Beberapa jenis kemarahan mungkin sehat
Ini bukan pertama kalinya para peneliti melihat lebih dekat hubungan antara kemarahan dan kejadian kardiovaskular.
Namun, bertentangan dengan tinjauan ilmiah tahun 2014, beberapa penelitian menunjukkan bahwa bentuk kemarahan tertentu sebenarnya dapat memberi kita perlindungan terhadap kejadian kardiovaskular.
Dalam studi tahun 2011 yang diterbitkan di American Heart Journal, para peneliti menganalisis bagaimana berbagai jenis kemarahan memengaruhi risiko orang terkena penyakit jantung koroner (PJK).
Tim peneliti berfokus pada tiga jenis kemarahan yang berbeda. Yang pertama adalah ekspresi kemarahan yang konstruktif, atau kemarahan yang diekspresikan kepada orang lain tetapi dengan tujuan untuk menyelesaikan konflik. Tipe kedua adalah pembenaran kemarahan destruktif, yang ditandai dengan sikap menyalahkan dan defensif. Jenis kemarahan ketiga yang diamati oleh para peneliti adalah perenungan kemarahan yang merusak, yang berkaitan dengan menyimpan dendam dan kemarahan yang terus meningkat seiring berjalannya waktu.

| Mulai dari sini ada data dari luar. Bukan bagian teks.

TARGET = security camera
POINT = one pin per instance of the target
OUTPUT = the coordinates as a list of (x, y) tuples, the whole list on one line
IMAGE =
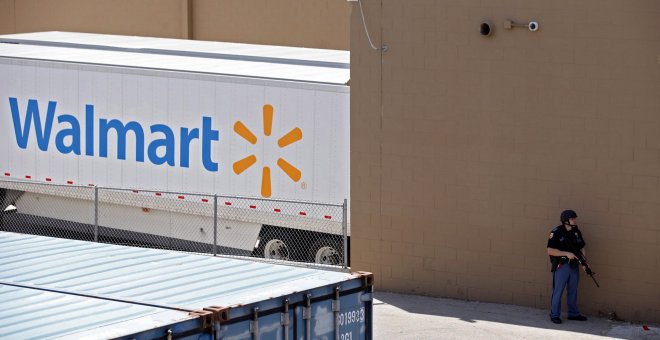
[(533, 26), (485, 29)]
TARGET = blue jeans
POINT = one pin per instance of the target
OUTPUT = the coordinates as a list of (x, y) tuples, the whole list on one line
[(565, 277)]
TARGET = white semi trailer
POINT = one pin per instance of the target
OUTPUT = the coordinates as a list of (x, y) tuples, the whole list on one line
[(167, 115)]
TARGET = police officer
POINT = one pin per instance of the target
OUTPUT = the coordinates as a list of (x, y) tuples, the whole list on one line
[(565, 266)]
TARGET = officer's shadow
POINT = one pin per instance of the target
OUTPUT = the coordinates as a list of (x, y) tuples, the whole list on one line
[(449, 317)]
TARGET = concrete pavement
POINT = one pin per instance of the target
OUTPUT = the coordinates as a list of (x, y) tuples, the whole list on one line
[(400, 316)]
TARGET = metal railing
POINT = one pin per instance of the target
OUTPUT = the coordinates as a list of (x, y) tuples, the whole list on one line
[(306, 233)]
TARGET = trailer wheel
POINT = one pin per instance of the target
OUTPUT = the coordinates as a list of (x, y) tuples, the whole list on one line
[(276, 249), (327, 251)]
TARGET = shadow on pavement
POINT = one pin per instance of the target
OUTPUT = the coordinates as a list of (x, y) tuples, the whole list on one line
[(472, 319)]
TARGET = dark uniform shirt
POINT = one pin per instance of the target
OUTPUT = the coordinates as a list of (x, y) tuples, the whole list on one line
[(559, 238)]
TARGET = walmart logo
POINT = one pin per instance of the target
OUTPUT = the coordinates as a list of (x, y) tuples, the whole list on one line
[(287, 139)]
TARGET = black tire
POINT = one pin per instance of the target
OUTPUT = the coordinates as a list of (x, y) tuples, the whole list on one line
[(277, 244)]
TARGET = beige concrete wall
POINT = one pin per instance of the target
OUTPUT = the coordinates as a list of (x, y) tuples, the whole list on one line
[(465, 149), (304, 23)]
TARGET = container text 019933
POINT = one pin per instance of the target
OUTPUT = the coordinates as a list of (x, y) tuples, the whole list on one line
[(56, 288)]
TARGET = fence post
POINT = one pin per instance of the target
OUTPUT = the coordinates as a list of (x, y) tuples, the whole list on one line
[(96, 214), (344, 225), (215, 224)]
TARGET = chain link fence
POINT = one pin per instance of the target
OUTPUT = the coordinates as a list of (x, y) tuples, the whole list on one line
[(308, 233)]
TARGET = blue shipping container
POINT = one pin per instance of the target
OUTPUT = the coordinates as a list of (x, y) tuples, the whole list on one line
[(57, 288)]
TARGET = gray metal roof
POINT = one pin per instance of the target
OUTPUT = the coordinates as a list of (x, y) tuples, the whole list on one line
[(62, 280), (232, 59)]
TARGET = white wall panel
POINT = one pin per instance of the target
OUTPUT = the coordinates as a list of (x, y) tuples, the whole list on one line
[(180, 101)]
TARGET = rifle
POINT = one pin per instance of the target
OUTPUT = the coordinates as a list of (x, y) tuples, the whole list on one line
[(580, 257)]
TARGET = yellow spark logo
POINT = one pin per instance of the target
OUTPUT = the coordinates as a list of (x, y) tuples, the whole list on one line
[(289, 138)]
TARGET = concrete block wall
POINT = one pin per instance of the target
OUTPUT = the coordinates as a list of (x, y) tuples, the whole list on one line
[(303, 23), (465, 149)]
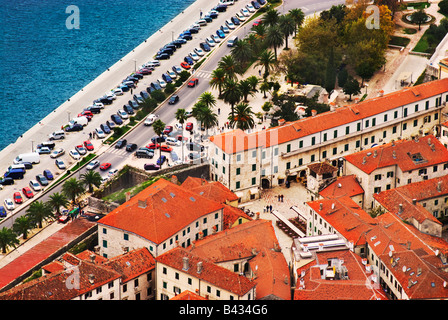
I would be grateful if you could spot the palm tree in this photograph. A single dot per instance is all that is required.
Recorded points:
(58, 200)
(181, 117)
(22, 225)
(39, 211)
(231, 93)
(218, 80)
(7, 239)
(208, 99)
(274, 38)
(228, 64)
(271, 17)
(287, 27)
(265, 87)
(298, 17)
(245, 88)
(243, 118)
(158, 127)
(72, 188)
(91, 178)
(242, 51)
(266, 59)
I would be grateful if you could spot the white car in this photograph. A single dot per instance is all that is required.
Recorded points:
(150, 119)
(9, 204)
(100, 133)
(57, 153)
(35, 185)
(240, 17)
(199, 51)
(162, 83)
(118, 92)
(92, 165)
(194, 56)
(215, 38)
(172, 74)
(123, 114)
(245, 12)
(74, 154)
(210, 42)
(250, 8)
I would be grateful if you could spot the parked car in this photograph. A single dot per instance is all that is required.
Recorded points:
(193, 82)
(121, 143)
(81, 150)
(173, 99)
(57, 153)
(60, 164)
(151, 166)
(17, 197)
(93, 165)
(9, 204)
(47, 174)
(74, 154)
(42, 180)
(88, 145)
(27, 192)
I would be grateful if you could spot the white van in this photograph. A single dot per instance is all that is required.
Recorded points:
(81, 120)
(232, 41)
(27, 157)
(57, 135)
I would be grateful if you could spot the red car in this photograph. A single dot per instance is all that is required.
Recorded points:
(168, 129)
(185, 65)
(193, 82)
(87, 114)
(153, 146)
(166, 148)
(17, 197)
(105, 166)
(27, 192)
(88, 145)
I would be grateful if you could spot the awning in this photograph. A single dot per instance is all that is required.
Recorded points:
(239, 194)
(253, 191)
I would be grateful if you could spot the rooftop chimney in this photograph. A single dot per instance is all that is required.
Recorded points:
(199, 267)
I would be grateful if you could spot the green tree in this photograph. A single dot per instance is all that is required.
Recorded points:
(351, 87)
(181, 117)
(58, 200)
(243, 118)
(73, 188)
(158, 127)
(22, 225)
(287, 26)
(298, 17)
(231, 93)
(39, 211)
(218, 80)
(8, 239)
(267, 60)
(274, 38)
(91, 178)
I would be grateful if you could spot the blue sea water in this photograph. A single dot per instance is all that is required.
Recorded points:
(43, 63)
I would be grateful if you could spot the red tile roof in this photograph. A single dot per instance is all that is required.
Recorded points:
(358, 286)
(344, 215)
(401, 153)
(237, 140)
(160, 211)
(254, 240)
(343, 186)
(211, 273)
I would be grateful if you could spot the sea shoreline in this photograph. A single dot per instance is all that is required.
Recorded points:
(106, 81)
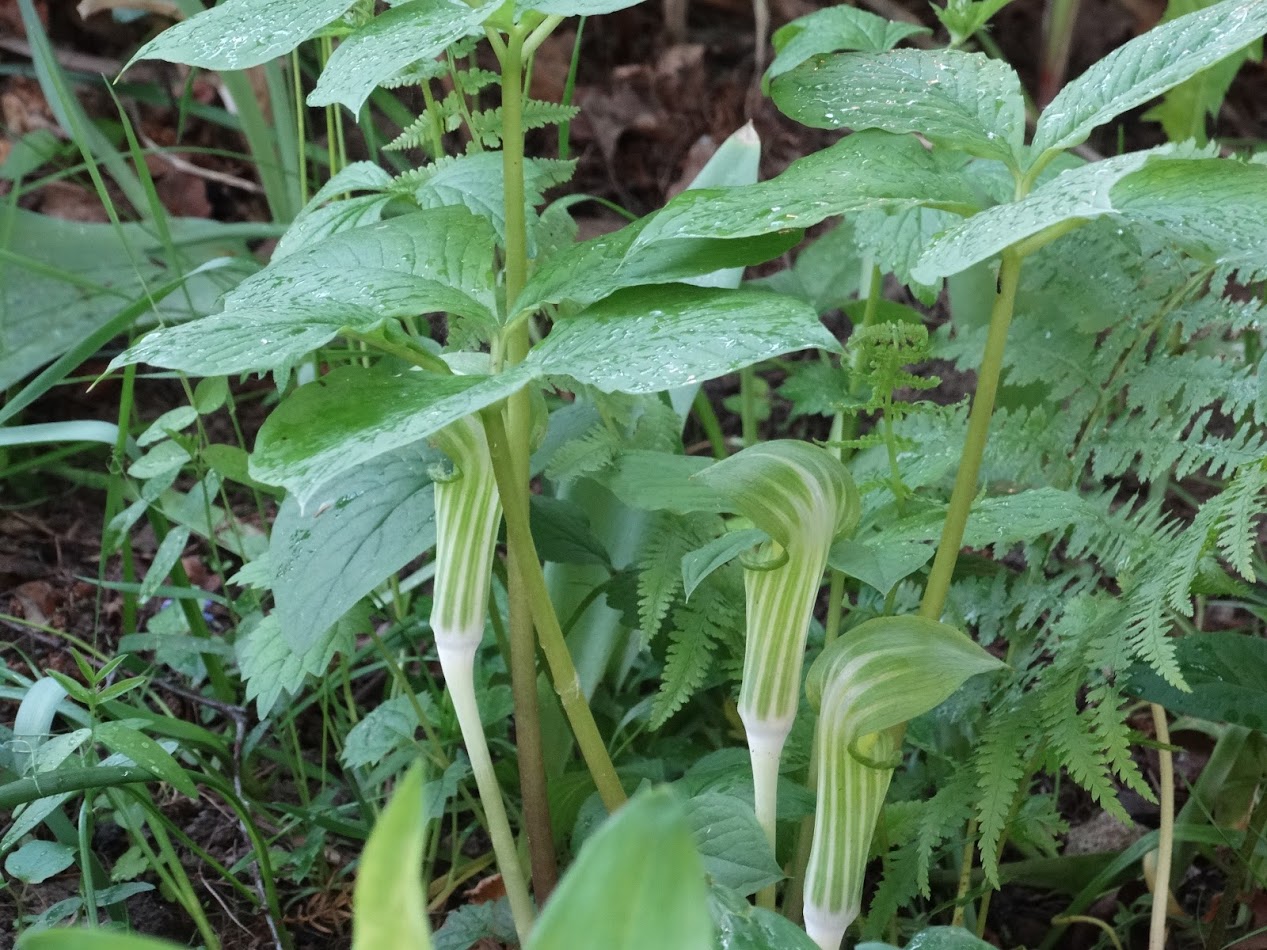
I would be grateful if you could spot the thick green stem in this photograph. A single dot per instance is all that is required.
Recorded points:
(515, 347)
(522, 549)
(531, 756)
(974, 441)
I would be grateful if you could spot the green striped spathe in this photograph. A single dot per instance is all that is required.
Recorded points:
(468, 514)
(865, 685)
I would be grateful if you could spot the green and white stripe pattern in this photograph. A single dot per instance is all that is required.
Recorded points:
(468, 513)
(803, 498)
(865, 685)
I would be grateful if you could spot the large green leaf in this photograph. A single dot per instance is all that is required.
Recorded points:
(436, 260)
(1215, 208)
(389, 905)
(404, 34)
(352, 416)
(865, 170)
(637, 883)
(594, 269)
(61, 280)
(646, 340)
(360, 528)
(831, 31)
(242, 33)
(1072, 196)
(1146, 67)
(957, 100)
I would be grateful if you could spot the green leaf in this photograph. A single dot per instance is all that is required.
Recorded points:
(881, 566)
(741, 926)
(385, 728)
(957, 100)
(589, 271)
(435, 260)
(359, 530)
(936, 939)
(273, 668)
(1227, 673)
(563, 535)
(145, 753)
(731, 844)
(705, 560)
(393, 39)
(61, 281)
(646, 340)
(389, 906)
(1146, 67)
(833, 31)
(1214, 208)
(242, 33)
(574, 8)
(36, 861)
(84, 939)
(1073, 196)
(637, 883)
(863, 171)
(352, 416)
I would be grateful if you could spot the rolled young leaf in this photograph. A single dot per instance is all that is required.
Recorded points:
(865, 685)
(803, 498)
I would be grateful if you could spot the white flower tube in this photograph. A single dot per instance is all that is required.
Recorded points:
(468, 514)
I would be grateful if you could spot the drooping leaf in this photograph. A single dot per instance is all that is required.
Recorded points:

Temuan penelitian menunjukkan hubungan antara laki-laki dengan ekspresi kemarahan konstruktif yang tinggi dan penurunan tingkat penyakit jantung koroner selama periode tindak lanjut selama satu dekade. Sebaliknya, tingkat insiden penyakit jantung koroner yang lebih tinggi terlihat pada mereka yang diuji dengan sangat tinggi untuk pembenaran kemarahan yang merusak.
Secara keseluruhan, studi-studi ini menyoroti perlunya eksplorasi lanjutan tentang jenis pengobatan. Juga mengenai strategi modifikasi perilaku apa yang dapat membantu dalam mengurangi risiko kejadian kardiovaskular terkait kemarahan pada pasien berisiko tinggi.